We woke up this morning to the news of bombs going off in another country. Once again transport interchanges have become the scene of mass murder.

In Brussels, as we write, families are trying to find loved ones, a government and security services are trying to protect innocent people from more senseless hate, and emergency services are trying to save those they can. On the news we see people running in terror, but we also see people running to the scene, running to help.

There can be no doubt that since 9/11 the world changed for all of us and people we write for, transport workers, were forced onto the front line in a fight against murderers apparently lacking any mercy or reason. Every bus driver, or rail or airport attendant, will go to work tomorrow knowing that his or her job is to carry on in the face of this.

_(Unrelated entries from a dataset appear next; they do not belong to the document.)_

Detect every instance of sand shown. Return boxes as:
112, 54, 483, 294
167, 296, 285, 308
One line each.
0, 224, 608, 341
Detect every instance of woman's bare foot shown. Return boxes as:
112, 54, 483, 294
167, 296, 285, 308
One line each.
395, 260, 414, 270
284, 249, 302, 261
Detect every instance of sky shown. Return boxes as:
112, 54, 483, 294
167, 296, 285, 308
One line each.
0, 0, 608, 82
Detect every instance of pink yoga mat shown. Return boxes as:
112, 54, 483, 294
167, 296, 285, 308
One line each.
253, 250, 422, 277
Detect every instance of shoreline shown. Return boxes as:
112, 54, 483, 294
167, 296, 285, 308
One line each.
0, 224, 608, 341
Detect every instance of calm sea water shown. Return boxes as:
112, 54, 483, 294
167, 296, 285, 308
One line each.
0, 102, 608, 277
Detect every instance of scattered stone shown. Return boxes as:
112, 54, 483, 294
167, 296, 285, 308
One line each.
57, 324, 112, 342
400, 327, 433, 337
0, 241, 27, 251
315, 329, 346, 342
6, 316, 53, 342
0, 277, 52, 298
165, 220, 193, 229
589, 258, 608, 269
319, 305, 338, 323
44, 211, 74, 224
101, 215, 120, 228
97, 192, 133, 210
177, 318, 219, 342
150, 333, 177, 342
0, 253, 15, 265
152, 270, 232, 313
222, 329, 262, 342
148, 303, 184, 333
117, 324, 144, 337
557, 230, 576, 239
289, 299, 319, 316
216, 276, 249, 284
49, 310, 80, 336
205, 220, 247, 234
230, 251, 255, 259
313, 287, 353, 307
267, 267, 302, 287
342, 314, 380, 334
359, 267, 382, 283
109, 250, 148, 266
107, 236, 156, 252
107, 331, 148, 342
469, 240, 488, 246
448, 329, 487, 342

Transport is about crossing divides, it is about making new connections and bringing people closer together. It is about the sign seen from the window of a passing car or train that reads: ‘Welcome’.

We have shrunk the world to the point that it can fit into the phone in your hand but we have not reduced the distances between us.  

However in the last analysis, we should care more about lines in the sand than lines on a map. And when the winds of history blow, they will tear down the walls of division and false divides, they will wipe away such hate and leave it as nothing more than Ozymandias’ pathetic hubris – another bloody lesson learned in our education of what it means to be human. And the innocent and peaceful people of the world will still be standing right next to that line in the sand, which will not have moved one inch.

As the poet T S Eliot said: ‘We shall not cease from exploration, and the end of all our exploring will be to arrive where we started and know the place for the first time.’

Our travels end when we return home, and have made that place a better home and this world a better place, for all of us.